El fomento de las actividades culturales, en su plenitud, ayuda a ver más allá del dogma, que es sumamente respetable, pero que encierra más de un riesgo de intolerancia, como lo demuestra la propia historia. Para aceptar las diferencias entre las diversas creencias, para promover la tolerancia, para introducir nuevos enfoques y nuevas preguntas, para comprender que la diversidad supone, entre otras cosas, la existencia de creencias y valores diferentes, necesitamos de una amplia y sostenida actividad cultural, en todas sus dimensiones. Ello hace posible apreciar ideas distintas y respetar a los demás.

Es cierto que, por otra parte, la cultura tiende a forjar identidades y permanencias, lo cual también es bueno y saludable, siempre que no se caiga en un fanatismo ciego o en un pensamiento dogmático, en el que no hay lugar para la disquisición racional y para el diálogo entre las ideas. La cultura, desde ese punto de vista, favorece el sentido de pertenencia a una sociedad, a un grupo, a una comunidad. Especialmente entre los niños, las niñas y los adolescentes, la cultura ofrece la posibilidad de desarrollar la sensibilidad, las habilidades, los talentos y las capacidades, y esto no solamente es deseable de por sí, sino que además mejora los resultados educativos.

Pero si todas estas razones no fueran suficientes, creo adecuado traer a colación, en este asunto, las reflexiones del economista hindú Amartya Sen, especializado en teoría del desarrollo humano, economía del bienestar y pobreza, quien ha intentado además plasmar en la práctica las ideas de la justicia del filósofo estadounidense John Rawls, llevándolas a diversos contextos desfavorecidos del mundo.
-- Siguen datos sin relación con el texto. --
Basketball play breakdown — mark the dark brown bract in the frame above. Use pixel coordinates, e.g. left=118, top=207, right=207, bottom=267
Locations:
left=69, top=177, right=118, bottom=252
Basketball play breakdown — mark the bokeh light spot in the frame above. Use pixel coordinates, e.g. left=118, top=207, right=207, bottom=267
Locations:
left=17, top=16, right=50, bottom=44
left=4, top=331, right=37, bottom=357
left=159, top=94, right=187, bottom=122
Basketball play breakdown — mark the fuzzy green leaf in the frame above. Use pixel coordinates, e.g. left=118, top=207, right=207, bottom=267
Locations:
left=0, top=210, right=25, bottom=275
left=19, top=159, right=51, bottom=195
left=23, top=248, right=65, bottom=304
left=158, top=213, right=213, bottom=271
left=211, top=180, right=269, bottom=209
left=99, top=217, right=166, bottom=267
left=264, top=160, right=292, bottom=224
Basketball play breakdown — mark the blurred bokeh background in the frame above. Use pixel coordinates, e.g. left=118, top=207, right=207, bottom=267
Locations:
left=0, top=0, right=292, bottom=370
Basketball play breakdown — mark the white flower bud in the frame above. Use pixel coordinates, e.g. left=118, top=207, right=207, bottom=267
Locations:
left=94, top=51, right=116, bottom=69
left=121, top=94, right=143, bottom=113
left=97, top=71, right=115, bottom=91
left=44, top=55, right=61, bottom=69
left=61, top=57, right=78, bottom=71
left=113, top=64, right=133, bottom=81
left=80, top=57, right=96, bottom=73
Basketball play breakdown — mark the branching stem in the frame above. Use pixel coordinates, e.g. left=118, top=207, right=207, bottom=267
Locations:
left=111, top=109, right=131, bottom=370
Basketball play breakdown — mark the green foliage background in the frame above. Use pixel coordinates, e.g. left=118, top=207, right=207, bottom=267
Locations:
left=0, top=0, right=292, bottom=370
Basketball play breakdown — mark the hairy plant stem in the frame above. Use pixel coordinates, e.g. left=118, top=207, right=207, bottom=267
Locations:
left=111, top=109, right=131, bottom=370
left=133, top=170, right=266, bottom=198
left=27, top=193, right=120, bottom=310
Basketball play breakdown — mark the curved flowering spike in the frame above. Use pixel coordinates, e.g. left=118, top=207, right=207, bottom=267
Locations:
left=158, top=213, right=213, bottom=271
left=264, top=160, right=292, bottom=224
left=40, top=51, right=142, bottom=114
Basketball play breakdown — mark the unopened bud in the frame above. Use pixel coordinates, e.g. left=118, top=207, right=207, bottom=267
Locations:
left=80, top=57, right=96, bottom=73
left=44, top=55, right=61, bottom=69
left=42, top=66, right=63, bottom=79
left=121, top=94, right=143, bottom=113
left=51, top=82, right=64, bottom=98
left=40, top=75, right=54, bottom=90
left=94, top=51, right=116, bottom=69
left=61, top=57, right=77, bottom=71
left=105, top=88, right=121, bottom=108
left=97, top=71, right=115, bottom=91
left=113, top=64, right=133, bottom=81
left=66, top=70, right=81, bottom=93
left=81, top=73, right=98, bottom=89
Dice Sen que existen dos maneras de percibir el proceso de desarrollo en el mundo contemporáneo: una está determinada por la economía del crecimiento; la otra se vincula a la cultura, como expansión de la libertad y de la capacidad humana de sentir, imaginar y pensar. Es importante para Sen reconocer el papel de largo aliento de la cultura en el proceso de desarrollo, a través de tres conceptos fundamentales: el desarrollo cultural como oportunidad de cultivar la creatividad; el papel evaluativo o de valoración que la cultura fomenta, al brindar miradas críticas; y el papel instrumental de la cultura para introducir cambios en nuestra calidad de vida (desarrollo en sentido amplio). Como señala la filósofa estadounidense Martha Nussbaum al respecto: “Dar a las personas lo que por derecho les corresponde en virtud de su humanidad es motivo para que existan gobiernos y Estados, y ese es su trabajo”.